Child Custody and Religion

The Constitutional right of a parent to raise their child as they see best fit was first seen before the Supreme Court in Meyer v. Nebraska in 1923. This was upheld as late as 2000 in Troxel v. Granville where a mother was able to decide whether or not the child’s Grandparents were allowed to visit. The Supreme Court said that as long as this decision was not harming the child and was within their best interest then they would not have any reason to undermine the Parent’s Constitutional right to decide how the child is brought up. After Meyer v. Nebraska, it was later decided that Religion is something that a parent has the right to decide for their child in both Pierce v. Society of Sisters in 1925 and was further supported in Wisconsin v. Yoder in 1972. However, this recognized liberty which is protected under the Due Process Clause of the 14th Amendment does not come without restrictions. The Supreme Court made this apparent in their decision in Prince v. Massachusetts in 1944 when the practice of religion put children at a risk of harm.
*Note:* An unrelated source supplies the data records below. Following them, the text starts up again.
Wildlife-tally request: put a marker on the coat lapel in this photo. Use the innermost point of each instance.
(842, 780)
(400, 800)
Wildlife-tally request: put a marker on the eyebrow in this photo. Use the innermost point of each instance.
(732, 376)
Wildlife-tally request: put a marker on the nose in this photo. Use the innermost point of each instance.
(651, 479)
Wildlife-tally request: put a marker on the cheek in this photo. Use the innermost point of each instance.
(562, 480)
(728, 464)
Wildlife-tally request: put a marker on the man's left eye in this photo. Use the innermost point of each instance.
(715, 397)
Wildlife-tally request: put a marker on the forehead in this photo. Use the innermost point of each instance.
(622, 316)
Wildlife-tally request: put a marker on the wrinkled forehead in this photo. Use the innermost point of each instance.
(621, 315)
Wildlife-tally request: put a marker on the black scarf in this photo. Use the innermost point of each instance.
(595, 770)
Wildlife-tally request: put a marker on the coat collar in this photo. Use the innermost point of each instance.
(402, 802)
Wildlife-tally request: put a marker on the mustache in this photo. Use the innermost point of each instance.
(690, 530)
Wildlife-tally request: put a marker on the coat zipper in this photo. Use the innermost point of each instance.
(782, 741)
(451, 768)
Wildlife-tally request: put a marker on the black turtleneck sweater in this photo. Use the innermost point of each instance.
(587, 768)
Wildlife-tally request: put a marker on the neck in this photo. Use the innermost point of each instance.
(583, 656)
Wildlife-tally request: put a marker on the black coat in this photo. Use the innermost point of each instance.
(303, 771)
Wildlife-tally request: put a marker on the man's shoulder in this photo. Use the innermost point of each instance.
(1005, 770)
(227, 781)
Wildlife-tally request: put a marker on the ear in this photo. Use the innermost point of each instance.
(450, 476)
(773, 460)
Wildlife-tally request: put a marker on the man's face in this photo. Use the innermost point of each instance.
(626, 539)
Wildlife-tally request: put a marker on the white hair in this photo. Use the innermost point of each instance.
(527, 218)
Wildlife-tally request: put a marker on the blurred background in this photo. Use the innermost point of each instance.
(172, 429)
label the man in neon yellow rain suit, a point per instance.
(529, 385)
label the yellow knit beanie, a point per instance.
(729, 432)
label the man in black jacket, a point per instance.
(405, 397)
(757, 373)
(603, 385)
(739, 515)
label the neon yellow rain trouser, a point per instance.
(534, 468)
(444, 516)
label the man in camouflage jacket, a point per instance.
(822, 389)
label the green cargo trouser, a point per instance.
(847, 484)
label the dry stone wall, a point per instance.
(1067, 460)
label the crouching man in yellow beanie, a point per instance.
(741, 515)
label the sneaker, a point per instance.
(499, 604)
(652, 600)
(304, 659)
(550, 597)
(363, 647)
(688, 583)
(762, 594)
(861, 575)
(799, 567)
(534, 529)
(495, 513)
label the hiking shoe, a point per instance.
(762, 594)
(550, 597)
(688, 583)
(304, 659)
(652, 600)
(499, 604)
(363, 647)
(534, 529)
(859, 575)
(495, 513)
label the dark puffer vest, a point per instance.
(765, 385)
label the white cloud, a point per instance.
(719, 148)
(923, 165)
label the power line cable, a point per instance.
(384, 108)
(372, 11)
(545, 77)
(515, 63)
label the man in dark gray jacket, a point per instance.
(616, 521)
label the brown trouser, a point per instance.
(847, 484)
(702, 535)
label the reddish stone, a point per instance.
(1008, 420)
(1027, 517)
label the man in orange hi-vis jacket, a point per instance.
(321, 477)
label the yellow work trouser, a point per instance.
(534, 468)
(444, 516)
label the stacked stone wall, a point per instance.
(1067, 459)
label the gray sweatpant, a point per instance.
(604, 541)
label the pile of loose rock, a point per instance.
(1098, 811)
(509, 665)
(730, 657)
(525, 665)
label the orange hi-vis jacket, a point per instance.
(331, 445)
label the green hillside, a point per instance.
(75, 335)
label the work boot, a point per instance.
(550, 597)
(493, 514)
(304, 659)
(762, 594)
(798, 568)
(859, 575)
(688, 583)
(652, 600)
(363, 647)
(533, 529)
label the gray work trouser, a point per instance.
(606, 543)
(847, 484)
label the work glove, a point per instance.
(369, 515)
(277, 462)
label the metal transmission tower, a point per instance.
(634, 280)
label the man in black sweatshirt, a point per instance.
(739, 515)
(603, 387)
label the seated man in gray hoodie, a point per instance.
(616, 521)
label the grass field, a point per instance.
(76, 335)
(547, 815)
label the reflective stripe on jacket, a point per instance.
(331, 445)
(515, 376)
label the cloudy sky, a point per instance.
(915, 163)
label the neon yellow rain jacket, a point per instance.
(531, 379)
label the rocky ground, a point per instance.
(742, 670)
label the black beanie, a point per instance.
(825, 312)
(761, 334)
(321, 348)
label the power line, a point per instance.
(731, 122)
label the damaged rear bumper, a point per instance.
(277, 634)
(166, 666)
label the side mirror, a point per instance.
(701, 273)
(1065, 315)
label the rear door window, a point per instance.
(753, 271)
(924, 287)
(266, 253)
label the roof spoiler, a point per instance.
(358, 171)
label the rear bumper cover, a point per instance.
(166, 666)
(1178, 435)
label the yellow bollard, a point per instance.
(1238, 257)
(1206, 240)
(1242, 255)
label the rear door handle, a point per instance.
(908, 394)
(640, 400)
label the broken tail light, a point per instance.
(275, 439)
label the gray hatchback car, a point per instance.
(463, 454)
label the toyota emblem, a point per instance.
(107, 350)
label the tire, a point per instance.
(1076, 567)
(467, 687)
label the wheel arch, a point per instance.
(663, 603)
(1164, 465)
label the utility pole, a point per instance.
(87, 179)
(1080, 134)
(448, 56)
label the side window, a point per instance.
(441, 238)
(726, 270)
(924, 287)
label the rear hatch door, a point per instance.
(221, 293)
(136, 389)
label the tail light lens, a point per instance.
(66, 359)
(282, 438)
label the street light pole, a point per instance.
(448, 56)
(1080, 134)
It is now long-standing precedent that the Court does interfere with a parent’s decision to practice and teach the practice of religion to their children unless it has caused harm, there is current harm or there is a risk of harm. Each of those scenarios is decided on a case-by-case basis and the outcomes differ from state to state.

There is an added difficulty when both parents have differing religious views. There are several factors that courts look to in order to determine what is in the best interest of the child. First, the relationship of the parents is important. Whether they are married or not, whether they are separated, or if they are now divorced. The next factor that the courts will look at is whether there was an agreement in place by the parents for what religion they would want to raise their child under. In Illinois, under 750 ILCS 5/602.5 (b)(3)(A) the court shall allocate decision-making responsibility for the child’s religious upbringing in accordance with any express or implied agreement between the parents. Absent an agreement in Illinois, the court shall consider evidence of the parents’ past conduct as to the child’s religious upbringing in allocating decision-making responsibilities consistent with demonstrated past conduct in the absence of an express or implied agreement between the parents under 750 ILCS 5/602.5 (b)(3)(B). However, under 750 ILCS 5/602.5 (b)(3)(C) the court shall not allocate any aspect of the child’s religious upbringing if it determines that the parents do not or did not have an express or implied agreement for such religious upbringing or that there is insufficient evidence to demonstrate a course of conduct regarding the child’s religious upbringing that could serve as a basis for any such order. Lastly, there are scenarios where practicing both Parent’s religions can be harmful to a child. This was shown in the 1997 Supreme Court of Massachusetts decision in Kendall v. Kendall where the Court decided that by having the children practice both Judaism and Catholicism it was harmful to them psychologically. This case came down to the specific facts of the case, but still shows that the courts are not willing to step in unless there is harm to the children. Otherwise, most courts will allow both parents to practice their chosen religion whenever they are in custody of the children.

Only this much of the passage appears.